Covert, 23, was escorted to the Campbell County Courthouse on Monday for a post-conviction relief hearing. He’s been a Tennessee Department of Corrections inmate since his plea.

Covert argues his plea to one count of aggravated sexual exploitation of a minor and one count of sexual exploitation of a minor was coerced and his former, private  attorney, Michael Clement, of Clinton, was ineffective. Covert’s grandmother paid $15,000 for his defense.

Covert’s new attorney is Steve Hurst ,of LaFollette. 

The court heard six witnesses — including Covert himself — testify about the ineffectiveness of Clement during the hearing. Assistant District Attorney Scarlett Ellis called only two witnesses — Clement and Mel Pierce, a forensic investigator with the Knoxville Police Department’s Internet Crimes Against Children task force. 

Covert’s family — a cousin, both parents and his grandmother — all said Clement failed to investigate Covert’s previous mental health issues. 

He had been in counseling since he was approximately 10 years old, according to his mother and father, Linda and Steve Covert. 

The cousin, Ben Walker, is a former FBI agent. He said he was surprised there wasn’t more leniency in the case because Covert had no prior run-ins with the law. 

“I thought the indictment just didn’t fit him as far as what he had done. He had not had any contact with the kids,” Walker said. 

The initial indictment was 27 counts of aggravated sexual exploitation of a minor and sexual exploitation of a minor.

Walker also told the court he believed that a relative of Covert’s  was the source of the pornography found on Covert’s computer. 

Clement took the stand and called Covert an “unmitigated fool” for asking for a trial when he had already received a much lighter sentence through a plea deal. 

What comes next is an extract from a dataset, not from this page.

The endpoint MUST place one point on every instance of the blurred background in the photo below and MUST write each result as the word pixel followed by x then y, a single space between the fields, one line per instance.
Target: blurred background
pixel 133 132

Clement estimated the maximum sentence a jury could recommend would be more than 200 years in prison. Covert never expressed interest in going to trial, Clement said.

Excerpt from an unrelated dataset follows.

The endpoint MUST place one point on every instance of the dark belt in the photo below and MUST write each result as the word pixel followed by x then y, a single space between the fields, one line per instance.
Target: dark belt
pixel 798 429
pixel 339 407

Covert confessed, Clement testified. At that point, he began working to get his client the lightest sentence possible.

“I have to tell you — everything I did was filtered through the light of ‘Did you do this? Yes, I did,’” Clement told the court.

In that, opined Judge E. Shayne Sexton, laid the problem. 

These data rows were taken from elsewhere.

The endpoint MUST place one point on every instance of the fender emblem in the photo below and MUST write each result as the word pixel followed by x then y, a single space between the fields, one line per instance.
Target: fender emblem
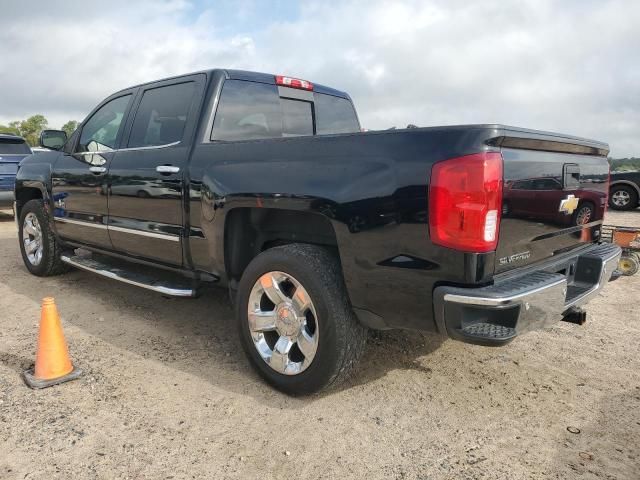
pixel 569 204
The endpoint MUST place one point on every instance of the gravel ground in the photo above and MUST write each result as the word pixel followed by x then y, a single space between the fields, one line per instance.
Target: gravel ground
pixel 168 394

While it is not unusual for attorneys to work on a plea deal once their client confesses guilt, Clement may have overlooked some potential defenses for Covert because of past mental health care, Sexton said. 

Covert didn’t exhibit any signs of mental issues other than being anxious about prison, Clement maintained through the hearing. 

“Quite frankly, I tried to do what was in his best interest,” Clement said. 

Ultimately, Sexton granted the post conviction relief petition for a new trial. A date is expected to be set on Dec. 2, the next scheduled criminal court date.